Communication Interfaces

Backplane Side

• RS-485 × 1: a robust differential bus for command/status exchange with the CPU board across the CPCI backplane. RS-485's common-mode noise rejection suits the electrically harsh interior of a drive cabinet.
• I²C × 1: typically used for board management functions — reading temperature sensors, EEPROM configuration data, or power-supply status registers.

Front Panel Side

• SFP (2.125 Gbps) × 2 + SFP (2.125 Gbps) × 2: four SFP cages wired to the FPGA's GTP transceivers. The 2.125 Gbps rate is consistent with Fibre Channel 2x or custom industrial protocols. These high-speed links likely carry real-time data (e.g., encoder feedback, inter-board synchronization) or serve as uplink ports to a consist-level network.

Optical PWM Outputs

24 pairs of optical transceivers carry the gate-drive PWM signals to the inverter. A three-level NPC (Neutral Point Clamped) inverter for a three-phase motor requires six gate signals per phase leg switch; 24 pairs provides capacity for a multi-level or multi-motor topology, plus redundant or auxiliary channels.

Analog Signal Acquisition

The board integrates 5 channels of analog voltage acquisition and 3 channels of analog current acquisition. In a traction drive context these typically measure:

• Voltage channels: DC-link voltage, phase voltages, auxiliary bus voltages — inputs to the protection and modulation algorithms.
• Current channels: phase currents for the motor model (FOC requires at least two phase current measurements; three provides redundancy and permits zero-sequence detection).

These analog signals are conditioned, level-shifted to the FPGA's ADC-compatible range, and sampled synchronously with the PWM carrier to minimize switching noise aliasing — a standard technique in motor drive design.

Mechanical and Environmental Specification

| Parameter | Value | |---|---| | Form factor | 6U CPCI (CompactPCI) | | PCB dimensions | 160 mm × 233.5 mm × 1.6 mm | | Weight | 175 g | | Operating temperature | −25 °C to +70 °C | | Power supply | DC 5V; ±15V |

The 6U CompactPCI form factor is a well-established standard in railway and defense electronics, providing passive backplane connectivity, robust card-edge ejector handles, and compatibility with IEC 60297 subrack dimensions.

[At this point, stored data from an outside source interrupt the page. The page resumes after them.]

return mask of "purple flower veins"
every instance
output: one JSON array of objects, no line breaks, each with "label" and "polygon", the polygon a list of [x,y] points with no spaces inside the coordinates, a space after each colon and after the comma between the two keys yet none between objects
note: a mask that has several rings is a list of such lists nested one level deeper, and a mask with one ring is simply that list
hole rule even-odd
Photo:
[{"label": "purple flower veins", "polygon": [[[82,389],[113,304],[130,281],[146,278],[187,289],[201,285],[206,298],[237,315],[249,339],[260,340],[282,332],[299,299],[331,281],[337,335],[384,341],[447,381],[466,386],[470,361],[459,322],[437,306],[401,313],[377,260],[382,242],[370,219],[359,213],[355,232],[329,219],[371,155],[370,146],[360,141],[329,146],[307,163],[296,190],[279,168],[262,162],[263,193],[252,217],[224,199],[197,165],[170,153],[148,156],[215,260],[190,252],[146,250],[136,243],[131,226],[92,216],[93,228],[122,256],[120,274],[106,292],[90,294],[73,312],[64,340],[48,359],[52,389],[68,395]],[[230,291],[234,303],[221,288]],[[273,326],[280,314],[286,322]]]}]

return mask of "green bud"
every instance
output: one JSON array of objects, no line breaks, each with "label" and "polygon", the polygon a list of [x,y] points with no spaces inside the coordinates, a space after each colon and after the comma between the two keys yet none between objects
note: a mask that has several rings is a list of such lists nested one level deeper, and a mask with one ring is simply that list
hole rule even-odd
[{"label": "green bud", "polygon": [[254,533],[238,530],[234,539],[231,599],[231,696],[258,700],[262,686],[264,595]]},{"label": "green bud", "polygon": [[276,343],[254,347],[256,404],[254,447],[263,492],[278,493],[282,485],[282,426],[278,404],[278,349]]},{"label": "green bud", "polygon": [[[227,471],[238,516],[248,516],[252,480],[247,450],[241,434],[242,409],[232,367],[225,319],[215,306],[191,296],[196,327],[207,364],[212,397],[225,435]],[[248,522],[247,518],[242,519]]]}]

The −25 °C to +70 °C operating range covers typical under-floor equipment compartments on metro and light-rail rolling stock without requiring forced air cooling at the board level.

Functional Block Diagram

The block diagram illustrates the data flow from backplane command reception through FPGA-internal algorithm execution to optical PWM output, along with the analog acquisition feedback paths that close the control loop.

Summary

This FPGA-based CPCI pulse board addresses the core challenges of rail traction control: deterministic PWM generation, galvanic isolation across high-voltage boundaries via fiber optics, and robust communication in an EMI-intensive environment. The Artix-7 XC7A100T provides sufficient logic density and DSP resources for parallel execution of protection, modulation, and communication tasks, while the NOR Flash, dual-rail analog supply, and wide operating temperature range reflect the reliability and environmental demands of rolling-stock deployments.